'Twas the night before...

At least once before every Ironman event I like to do a "shorter" course. Typically that would be the Great White North triathlon, but this year none of the 70.3's worked for my schedule. Consequently I decided to run my own for the sake of testing my mechanics: the process of doing a triathlon. That day this year is tomorrow and as always the night before is one full of nervous energy.

First there's the mechanics as an athlete. Do I have my shorts and my watch and my goggles and my wetsuit (damn I forgot my earplug)? Do I have my bike and shoes and helmet and glasses. What about  7 hours of nutrition? Do I have my running shoes and hat and ibuprofen and salt?  Are they all in the right bags? Then there's nutrition and lifestyle. Am I eating, drinking and sleeping enough?  What time do I need to be awake? What time do I need to be asleep? What about my wife and my kids and the dog?  Do I have enough for breakfast without disrupting everyone at 5 am?  It's enough to drive you nuts even when you've done it a dozen times.

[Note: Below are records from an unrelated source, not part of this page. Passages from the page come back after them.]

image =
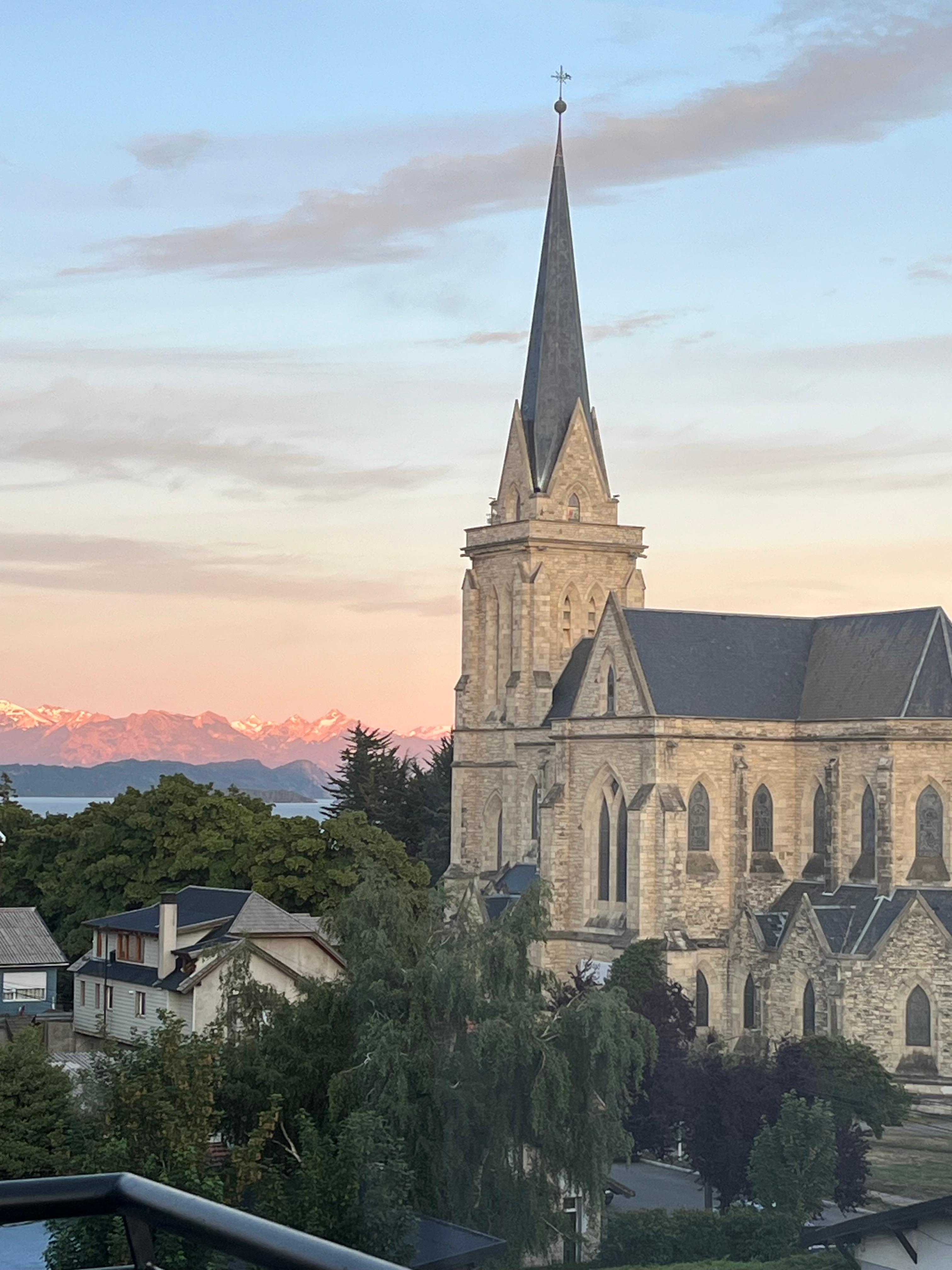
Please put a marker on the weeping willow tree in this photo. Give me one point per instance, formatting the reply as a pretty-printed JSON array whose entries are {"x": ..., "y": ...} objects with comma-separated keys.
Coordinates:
[{"x": 502, "y": 1089}]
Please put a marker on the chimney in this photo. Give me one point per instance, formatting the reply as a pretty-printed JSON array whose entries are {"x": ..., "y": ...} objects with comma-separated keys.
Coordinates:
[{"x": 168, "y": 933}]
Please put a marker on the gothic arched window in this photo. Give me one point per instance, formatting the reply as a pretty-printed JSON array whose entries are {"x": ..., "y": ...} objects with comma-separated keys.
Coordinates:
[
  {"x": 928, "y": 823},
  {"x": 820, "y": 838},
  {"x": 763, "y": 820},
  {"x": 752, "y": 1005},
  {"x": 702, "y": 1001},
  {"x": 867, "y": 825},
  {"x": 699, "y": 820},
  {"x": 918, "y": 1019},
  {"x": 605, "y": 851},
  {"x": 809, "y": 1009},
  {"x": 621, "y": 863}
]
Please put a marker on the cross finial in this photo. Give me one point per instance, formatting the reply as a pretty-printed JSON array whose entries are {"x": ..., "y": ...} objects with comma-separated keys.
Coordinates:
[{"x": 563, "y": 77}]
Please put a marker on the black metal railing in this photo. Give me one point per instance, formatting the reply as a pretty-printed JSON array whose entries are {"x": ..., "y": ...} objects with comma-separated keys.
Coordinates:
[{"x": 146, "y": 1207}]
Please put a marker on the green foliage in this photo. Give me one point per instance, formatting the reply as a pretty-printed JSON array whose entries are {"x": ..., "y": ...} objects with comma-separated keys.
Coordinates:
[
  {"x": 36, "y": 1109},
  {"x": 638, "y": 971},
  {"x": 794, "y": 1163},
  {"x": 659, "y": 1238},
  {"x": 120, "y": 855},
  {"x": 856, "y": 1084}
]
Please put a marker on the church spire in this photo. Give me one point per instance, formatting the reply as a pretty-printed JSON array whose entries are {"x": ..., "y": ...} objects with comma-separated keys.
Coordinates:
[{"x": 555, "y": 368}]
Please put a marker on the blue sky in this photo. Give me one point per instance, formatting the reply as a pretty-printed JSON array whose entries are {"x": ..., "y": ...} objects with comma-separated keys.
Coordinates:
[{"x": 266, "y": 277}]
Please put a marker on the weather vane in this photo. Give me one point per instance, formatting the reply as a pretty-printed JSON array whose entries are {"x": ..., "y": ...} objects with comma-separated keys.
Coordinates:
[{"x": 563, "y": 77}]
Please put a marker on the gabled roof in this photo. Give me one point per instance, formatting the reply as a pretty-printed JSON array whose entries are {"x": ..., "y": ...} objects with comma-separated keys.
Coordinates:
[
  {"x": 738, "y": 666},
  {"x": 555, "y": 365},
  {"x": 26, "y": 940},
  {"x": 853, "y": 919}
]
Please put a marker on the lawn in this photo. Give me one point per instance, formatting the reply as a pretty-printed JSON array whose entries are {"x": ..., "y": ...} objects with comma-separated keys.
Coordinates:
[{"x": 915, "y": 1160}]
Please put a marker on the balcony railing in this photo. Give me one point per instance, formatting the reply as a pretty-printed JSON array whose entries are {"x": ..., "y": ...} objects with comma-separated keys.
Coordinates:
[{"x": 146, "y": 1207}]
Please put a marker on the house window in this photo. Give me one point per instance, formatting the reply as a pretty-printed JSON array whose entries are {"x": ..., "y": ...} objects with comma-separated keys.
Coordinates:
[
  {"x": 763, "y": 820},
  {"x": 820, "y": 838},
  {"x": 129, "y": 948},
  {"x": 702, "y": 1001},
  {"x": 867, "y": 825},
  {"x": 918, "y": 1019},
  {"x": 699, "y": 820},
  {"x": 928, "y": 823},
  {"x": 809, "y": 1009},
  {"x": 25, "y": 985},
  {"x": 572, "y": 1208},
  {"x": 752, "y": 1005},
  {"x": 621, "y": 881},
  {"x": 605, "y": 834}
]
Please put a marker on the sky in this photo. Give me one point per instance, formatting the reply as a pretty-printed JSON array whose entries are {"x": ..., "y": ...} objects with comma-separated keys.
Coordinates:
[{"x": 266, "y": 277}]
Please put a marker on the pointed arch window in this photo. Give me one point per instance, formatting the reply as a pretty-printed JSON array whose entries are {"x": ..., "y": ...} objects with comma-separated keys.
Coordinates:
[
  {"x": 763, "y": 820},
  {"x": 820, "y": 836},
  {"x": 918, "y": 1019},
  {"x": 809, "y": 1009},
  {"x": 702, "y": 1001},
  {"x": 621, "y": 861},
  {"x": 699, "y": 820},
  {"x": 605, "y": 851},
  {"x": 752, "y": 1005},
  {"x": 928, "y": 823}
]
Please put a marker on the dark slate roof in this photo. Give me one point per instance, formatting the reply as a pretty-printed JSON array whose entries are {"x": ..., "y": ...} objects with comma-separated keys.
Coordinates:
[
  {"x": 737, "y": 666},
  {"x": 25, "y": 940},
  {"x": 855, "y": 918},
  {"x": 444, "y": 1246},
  {"x": 555, "y": 366}
]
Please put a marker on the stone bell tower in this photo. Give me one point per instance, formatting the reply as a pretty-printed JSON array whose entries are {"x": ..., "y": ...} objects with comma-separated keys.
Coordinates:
[{"x": 552, "y": 550}]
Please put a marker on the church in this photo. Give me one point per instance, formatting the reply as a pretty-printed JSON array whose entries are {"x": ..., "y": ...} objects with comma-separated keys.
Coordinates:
[{"x": 768, "y": 796}]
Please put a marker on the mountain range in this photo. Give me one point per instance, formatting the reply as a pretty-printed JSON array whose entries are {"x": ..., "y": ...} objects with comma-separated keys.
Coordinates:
[{"x": 82, "y": 738}]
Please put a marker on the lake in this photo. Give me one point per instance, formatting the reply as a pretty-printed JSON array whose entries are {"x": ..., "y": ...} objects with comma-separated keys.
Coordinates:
[{"x": 71, "y": 806}]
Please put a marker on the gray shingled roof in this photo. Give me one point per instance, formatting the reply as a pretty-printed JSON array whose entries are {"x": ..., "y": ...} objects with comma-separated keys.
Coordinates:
[
  {"x": 733, "y": 666},
  {"x": 555, "y": 365},
  {"x": 26, "y": 940}
]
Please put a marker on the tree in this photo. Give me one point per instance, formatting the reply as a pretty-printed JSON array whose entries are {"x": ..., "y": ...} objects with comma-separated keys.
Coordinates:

But this year I've added race organizer to the list of duties. Are the maps accurate? Does the support crew know the route? Do I have enough on-course water and powerade?  Do we have the locations of aid stops sufficiently well organized? How unreasonable is traffic going to be?  And in both roles, what is the weather going to do?  In this case, I've had to move race day by two days because of torrential downpours. When you add it all up, I'm sure there's a totally unreasonable amount of cortisol running through my system.

At the end of the day, though, the point is to have all your failures happen before the big day. Tomorrow is the day that we've granted Murphy free reign. We can only hope that of the two days tomorrow is by far the worse. I can only hope that all the preparation has worked and that this time tomorrow I'm sitting down basking in a successful half ironman. And much like the subject of the famous poem, thinking through it all in my head soon gave me to know I have nothing to dread. To all a good night.